A Ghost’s Requiem — New Short Fiction!!!

Hi Everyone –
 
I had a busy week, but everything got eclipsed this weekend.  Ken’s cousin passed away after a very long battle with cancer, and while I didn’t ever get the chance to meet her in person, he’s shared many stories with me about her.  She sounded like an amazing lady, and I wish I could have met her.
 
It’s tough to see the man I care about most in the whole world hurting.
 
My nature is always to try to find solutions to problems or situations.  Years of sales training will teach you that every problem presents an "opportunity" if you look hard enough for it.  Just move forward.  If I can do something to help, then each step takes me closer to a resolution.
 
Needless to say, I’m completely helpless when someone I love is hurting and there is nothing I can do to "fix" it.  It’s been an emotional weekend.  At times I’ve felt guilty that Ken is on the opposite coast from his family.  I know that wouldn’t change the grieving process for a loved one, but being closer to his family who also knew and loved his cousin would probably make him feel better.  I’ve hugged, held and even cried, but none of that will heal his heart.  Only time.
 
So I’ve been close by.  I hope I’ve been supportive and loving and compassionate.
 
But most of all, I hope that the pain weighing down on his shoulders is lightened, and that sadness in his heart is replaced with fond memories.  I truly believe that as long as we keep a person’s life close in our minds and hearts, they’re never really gone.  They’re right there with a smile for us when we need them.
 
I didn’t get anymore words done for Moonlight this weekend, and I didn’t care.  I need to be halfway done by Friday and I know I will be.  Just over 1,000 words to go. 
 
This week’s topic was to write autobiographically.  That’s probably the toughest thing for me to do.  I’ve been procrastinating on starting this blog all night.  My inner editor is always tsk-ing over my shoulder, "Who wants to hear about you?  That’s so boring!"  It takes every bit of sheer determination to get her to shut up!

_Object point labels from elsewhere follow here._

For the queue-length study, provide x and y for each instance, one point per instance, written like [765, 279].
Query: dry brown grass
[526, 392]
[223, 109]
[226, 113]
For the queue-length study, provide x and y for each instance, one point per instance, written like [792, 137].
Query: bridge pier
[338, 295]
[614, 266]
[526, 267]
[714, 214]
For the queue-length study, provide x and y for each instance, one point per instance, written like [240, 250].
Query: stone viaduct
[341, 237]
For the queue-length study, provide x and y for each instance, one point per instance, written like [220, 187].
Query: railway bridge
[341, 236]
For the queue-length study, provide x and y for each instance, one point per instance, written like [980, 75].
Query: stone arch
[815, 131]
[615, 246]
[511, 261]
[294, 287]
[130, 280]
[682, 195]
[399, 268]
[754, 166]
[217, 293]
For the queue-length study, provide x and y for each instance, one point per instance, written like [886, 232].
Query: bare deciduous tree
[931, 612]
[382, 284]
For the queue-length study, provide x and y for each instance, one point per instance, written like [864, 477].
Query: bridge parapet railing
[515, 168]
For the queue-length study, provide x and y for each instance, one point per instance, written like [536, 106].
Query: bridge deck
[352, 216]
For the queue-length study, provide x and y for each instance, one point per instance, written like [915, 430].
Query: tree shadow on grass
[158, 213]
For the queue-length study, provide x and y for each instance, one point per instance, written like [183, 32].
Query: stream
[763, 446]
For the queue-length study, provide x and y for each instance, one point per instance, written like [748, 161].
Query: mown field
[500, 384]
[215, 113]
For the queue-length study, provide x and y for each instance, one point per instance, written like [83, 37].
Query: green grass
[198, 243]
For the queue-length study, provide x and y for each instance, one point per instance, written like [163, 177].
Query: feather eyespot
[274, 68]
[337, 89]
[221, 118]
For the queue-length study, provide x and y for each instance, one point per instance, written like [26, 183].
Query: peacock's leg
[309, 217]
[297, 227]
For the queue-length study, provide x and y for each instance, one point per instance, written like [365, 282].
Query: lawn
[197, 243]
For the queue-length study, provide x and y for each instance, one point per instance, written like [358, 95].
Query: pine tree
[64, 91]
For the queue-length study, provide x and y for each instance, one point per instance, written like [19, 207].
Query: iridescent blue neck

LOL 
 
And even then, I’m pretty sure she’s still trying to silence me, but I’m going to try not to listen…
 
Here’s a short peek into my childhood…
 
I was an only child growing up in the back-country of San Diego.  My elementary school had 102 students and there were only 12 of us in my graduating class of 6th grade.  My Mom raised me on her own for the most part, so with her at work and my friends over a mile away, I was often lonely and bored.
 
Books, my pony, and music were my escape.
 
I think was 8 years old when I found "Where the Sidewalk Ends" by Shel Silverstein.  I opened the cover and found this invitation.
 
    If you are a dreamer, come in,
    If you are a dreamer, a wisher, a liar,
    A hope-er, a pray-er, a magic bean buyer…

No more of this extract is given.